Ao observar esse contexto tão complexo, apresenta-se a necessidade de oportunizar para os estudantes o acesso a ambientes educacionais na cibercultura de forma mais significativa, oferecendo-lhes novos espaços de conhecimento, com estruturas diferenciadas e propostas que envolvam estratégias didáticas também diferenciadas, como as metodologias ativas e na perspectiva de pesquisa e inovação responsáveis (Responsible Research and Innovation - RRI).

No âmbito educacional, podemos compreender a inovação como um novo processo, um novo produto, um novo serviço ou um novo conhecimento (RAMÍREZ-MONTOYA; LUGOOCANDO, 2020) que permitam a formação de indivíduos aptos a aplicar o apreendido na resolução de problemas, que saibam trabalhar em equipes em contextos complexos e multiculturais, que possuam senso crítico e, sobretudo, que sejam criativos e gerem novos conhecimentos e inovações.

Uma educação inovadora, diante do momento disruptivo do mundo atual, torna-se, pois, relevante para o sucesso tanto de discentes quanto de docentes e de instituições, sendo a pesquisa elemento essencial para um posicionamento mais efetivo em relação às inovações e às mudanças diárias.

As pesquisas pela perspectiva de RRI tem o intuito de responder a esta demanda, mas refletindo criticamente acerca dos conhecimentos construídos e/ou os dados pesquisados, envolvendo a ética e a integridade na pesquisa, a igualdade de gênero, oportunidades iguais, políticas governamentais flexíveis e engajamento adequado dos participantes, oferecendo acesso amplo e efetivo aos resultados, além de ampliar a educação científica em todos os níveis de escolaridade.

Entende-se pelo exposto a necessidade de uma reflexão acerca dos itens apontados nesta introdução, objetivada e concretizada no estudo descrito a seguir, a partir da realização de uma experiência de aplicação de metodologia de projeto em situação educativa sustentada pelo ciberespaço, baseada na RRI. Para fornecer meios de concretização deste objetivo fundamental, a experiência se pautou na criação de recursos educacionais abertos, e foi desenvolvida por uma turma de graduação em Design Digital de uma universidade de grande porte de Curitiba, sob supervisão de dois professores universitários.

Pesquisa e inovação responsáveis

A ciência e a tecnologia têm a capacidade de mudar o futuro, estão social, moral e politicamente interligadas e podem ter efeitos sociais adversos de amplo alcance e imprevisíveis.

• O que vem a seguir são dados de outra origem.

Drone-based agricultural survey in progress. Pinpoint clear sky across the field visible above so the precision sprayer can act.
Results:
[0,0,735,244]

A RRI surgiu com o objetivo de alinhar o avanço tecnológico com valores sociais e apoiar decisões de instituições sobre pesquisa e inovação em circunstâncias ambíguas e incertas. A RRI aspira incluir o público e atores responsáveis na ciência e inovação para alcançar resultados que sejam eticamente aceitáveis, sustentáveis e socialmente desejáveis (RRI-PRACTICE, 2016).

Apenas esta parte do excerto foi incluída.